Luxembourg’s Prime Minister Xavier Bettel called Merkel a "compromise machine" who "usually did find something to unite us" through marathon intra-EU negotiations.
"Europe will miss her," he said.
Austrian Chancellor Alexander Schallenberg called her "undoubtedly a great European" and "a haven of peace, if you like, within the European Union".
Her departure, he said, "will leave a hole".
Her final summit, a two-day affair in Brussels, leaned once again on her soft-power skills to ease a burning row with Poland over its rejection of the EU’s legal order -- something many believed could be the next existential threat to the European Union.

On the first day on Thursday, Polish Prime Minister Mateusz Morawiecki defended an October 7 ruling by his country’s Constitutional Court that said EU law applied only in specific, limited areas and Polish law prevailed in all others.
Merkel, backed by French President Emmanuel Macron, spent her considerable political capital pushing for dialogue with Poland, warning against a "cascade" of legal fights if the issue blew up into challenges before the European Court of Justice.
The message was received by the European Commission and countries such as the Netherlands and Belgium that wanted a more muscular slapdown of Poland, which they accuse of rolling back democratic norms by removing judicial independence in national courts.
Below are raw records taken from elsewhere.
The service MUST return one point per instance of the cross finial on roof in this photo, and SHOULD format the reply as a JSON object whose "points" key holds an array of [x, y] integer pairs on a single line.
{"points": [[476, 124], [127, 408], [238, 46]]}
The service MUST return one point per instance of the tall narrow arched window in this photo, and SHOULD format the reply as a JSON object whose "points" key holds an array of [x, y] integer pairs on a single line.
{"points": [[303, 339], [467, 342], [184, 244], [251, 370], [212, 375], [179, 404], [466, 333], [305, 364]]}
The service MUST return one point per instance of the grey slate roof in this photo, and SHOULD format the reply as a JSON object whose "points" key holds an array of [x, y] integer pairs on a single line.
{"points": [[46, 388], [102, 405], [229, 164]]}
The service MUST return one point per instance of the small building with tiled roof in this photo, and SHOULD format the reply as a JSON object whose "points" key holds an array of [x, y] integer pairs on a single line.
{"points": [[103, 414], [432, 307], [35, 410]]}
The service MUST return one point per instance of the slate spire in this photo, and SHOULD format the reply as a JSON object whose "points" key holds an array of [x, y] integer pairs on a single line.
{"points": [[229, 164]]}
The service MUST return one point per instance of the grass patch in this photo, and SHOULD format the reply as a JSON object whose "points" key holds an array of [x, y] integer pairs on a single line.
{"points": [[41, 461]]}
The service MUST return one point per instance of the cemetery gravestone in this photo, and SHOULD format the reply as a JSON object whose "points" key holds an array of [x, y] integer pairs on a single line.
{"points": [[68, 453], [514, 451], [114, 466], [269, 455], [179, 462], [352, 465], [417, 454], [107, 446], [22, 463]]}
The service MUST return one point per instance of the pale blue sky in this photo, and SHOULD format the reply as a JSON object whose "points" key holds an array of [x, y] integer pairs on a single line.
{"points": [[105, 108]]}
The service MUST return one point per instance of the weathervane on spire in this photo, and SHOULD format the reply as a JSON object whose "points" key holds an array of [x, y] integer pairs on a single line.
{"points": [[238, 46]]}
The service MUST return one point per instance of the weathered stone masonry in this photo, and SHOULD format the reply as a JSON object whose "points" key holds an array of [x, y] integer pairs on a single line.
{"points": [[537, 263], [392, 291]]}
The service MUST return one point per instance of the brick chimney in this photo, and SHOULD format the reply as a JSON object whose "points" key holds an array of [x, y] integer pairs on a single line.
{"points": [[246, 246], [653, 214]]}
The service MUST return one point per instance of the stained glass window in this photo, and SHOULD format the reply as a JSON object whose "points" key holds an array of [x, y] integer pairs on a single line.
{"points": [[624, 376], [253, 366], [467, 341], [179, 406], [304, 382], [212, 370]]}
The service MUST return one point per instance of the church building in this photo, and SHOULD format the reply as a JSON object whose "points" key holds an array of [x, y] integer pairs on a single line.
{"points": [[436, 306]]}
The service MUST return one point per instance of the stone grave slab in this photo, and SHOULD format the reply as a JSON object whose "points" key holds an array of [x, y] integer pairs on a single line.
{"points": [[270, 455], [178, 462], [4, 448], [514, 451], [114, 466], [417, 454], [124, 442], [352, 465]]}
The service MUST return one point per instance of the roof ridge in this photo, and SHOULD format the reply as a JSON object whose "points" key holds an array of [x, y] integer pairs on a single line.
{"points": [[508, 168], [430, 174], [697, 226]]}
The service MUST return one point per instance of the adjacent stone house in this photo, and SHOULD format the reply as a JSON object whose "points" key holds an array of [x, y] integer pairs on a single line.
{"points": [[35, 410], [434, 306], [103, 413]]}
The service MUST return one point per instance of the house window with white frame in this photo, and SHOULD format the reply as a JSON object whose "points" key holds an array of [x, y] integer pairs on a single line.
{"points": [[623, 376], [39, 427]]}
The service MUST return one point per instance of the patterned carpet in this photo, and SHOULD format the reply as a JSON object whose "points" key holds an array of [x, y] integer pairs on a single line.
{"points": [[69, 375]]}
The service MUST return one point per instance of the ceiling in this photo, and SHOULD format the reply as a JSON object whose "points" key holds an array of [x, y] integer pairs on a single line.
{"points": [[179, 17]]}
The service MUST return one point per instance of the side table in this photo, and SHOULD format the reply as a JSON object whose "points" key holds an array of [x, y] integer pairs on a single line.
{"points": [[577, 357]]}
East-west feuding has been a recurrent theme in Merkel’s long tenure.
Her mediating role reflected both the status of Germany as the EU’s economic powerhouse with sway over many of the former Soviet-bloc countries, whose membership to the union tilted the political balance away from Paris and towards Berlin.
It also spoke to Merkel’s family background, of German and Polish descent, as well as her tactic of discreet behind-the-scenes nudging while conflicting forces exhausted themselves, before stepping in with a compromise solution.

In a surprise video posted on Twitter by the EU’s Michel, former U.S. president Barack Obama praised Merkel as one of those rare leaders who put "their principles above any narrow definition of self interest".
"It is a testament to your character that you’d probably enjoy working at a meeting of the European Council more than being the centre of attention like this," he added.
Germany is still in the process of putting together a government to replace Merkel’s, following September elections she did not contest that saw her conservative CDU party handed a drubbing.